5 Tage Uwe Kli­maschefski
Am 31. März 1990, einem Samstag, tritt Darm­stadts Coach zurück. Am Montag wird Kli­maschefski geholt. Am Mitt­woch ver­liert das Team mit 0:2 in Bay­reuth. Am Freitag sagt Kli­maschefski, dass er mit dieser Mann­schaft nicht an den Klas­sen­er­halt glauben kann“ und tritt zurück. Kom­mentar von Prä­si­dent Walter Kröger: Die Ereig­nisse dieser Woche sind ganz nor­male Vor­gänge im Pro­fi­ge­schäft.“

1 Tag Heinz Höher
Nach acht Jahren ohne Job kam Höhers große Chance am 17. Oktober 1996: Lübeck ent­ließ Michael Lor­kowski, und nur Stunden später lei­tete Höher schon das Trai­ning – bis er plötz­lich zusam­men­brach. Zunächst glaubte man an einen Herz­an­fall, aber bald gestand Höher, dass er nur zu viele Pillen („acht Kap­seln“) gegen sein Alko­hol­be­dürfnis“ geschluckt hatte, jeweils auf nüch­ternen Magen“.

15 Stunden Paul Breitner
Eines Abends im Sep­tember 1998 ruft DFB-Prä­si­dent Egi­dius Braun den E‑Ju­gend-Trainer des TSV Brunn­thal an („Papa, ein Herr Braun ist dran!“) und fragt ihn, ob er Team­chef der Natio­nalelf werden möchte. Der Trainer möchte. Um 22 Uhr ruft Braun noch mal an („Herr Breitner, Sie ziehen doch nicht zurück?“).

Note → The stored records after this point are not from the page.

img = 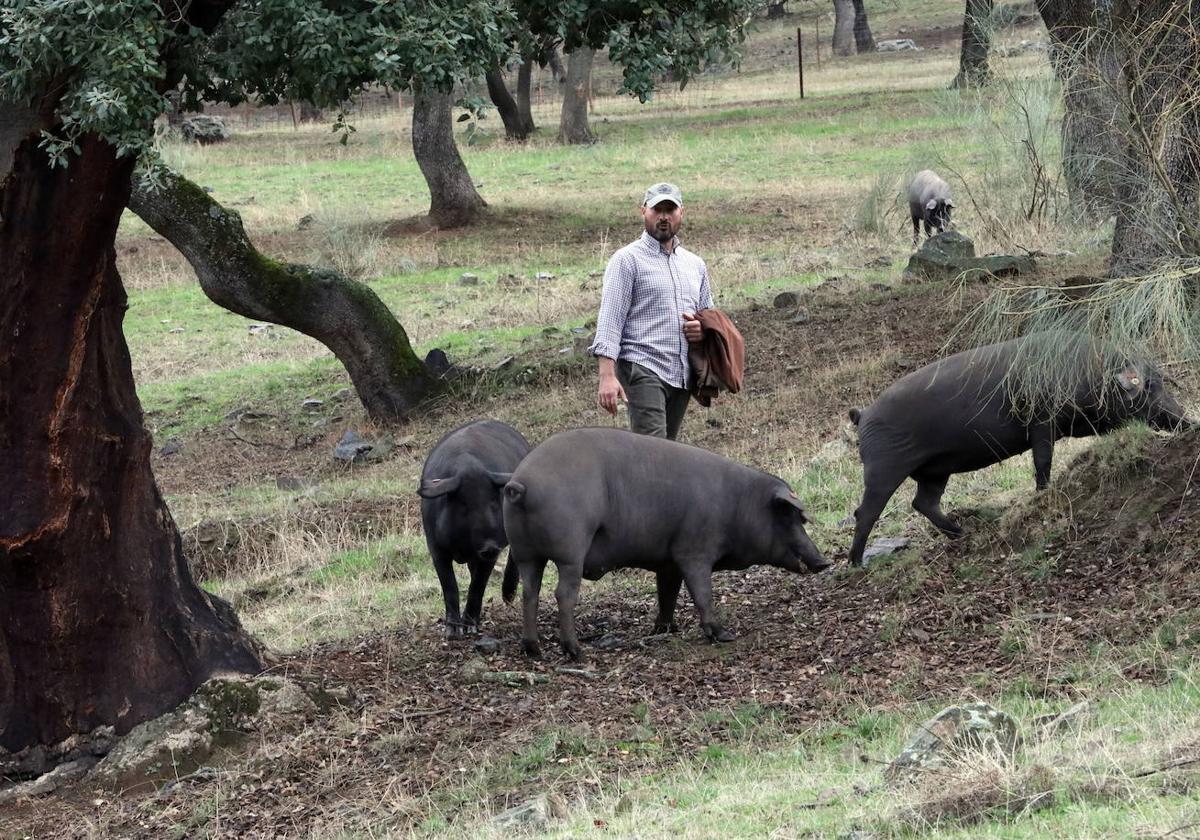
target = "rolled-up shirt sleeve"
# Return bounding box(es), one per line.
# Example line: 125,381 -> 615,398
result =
588,251 -> 634,359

Am nächsten Vor­mittag kommt der dritte Anruf: Ver­gessen Sie alles.“

10 Minuten Leroy Rose­nior
Es wird schwierig sein, den aktu­ellen Rekord­halter für die kür­zeste Amts­zeit eines Trai­ners vom Thron zu stürzen, denn der damals 42-jäh­rige Rose­nior verlor am 17. Mai 2007 seinen Job, noch wäh­rend er der Presse vor­ge­stellt wurde. In jenen Minuten wech­selte der eng­li­sche Fünft­ligist Tor­quay den Besitzer, und die neuen Eigen­tümer hatten einen anderen Mann für den Posten im Auge.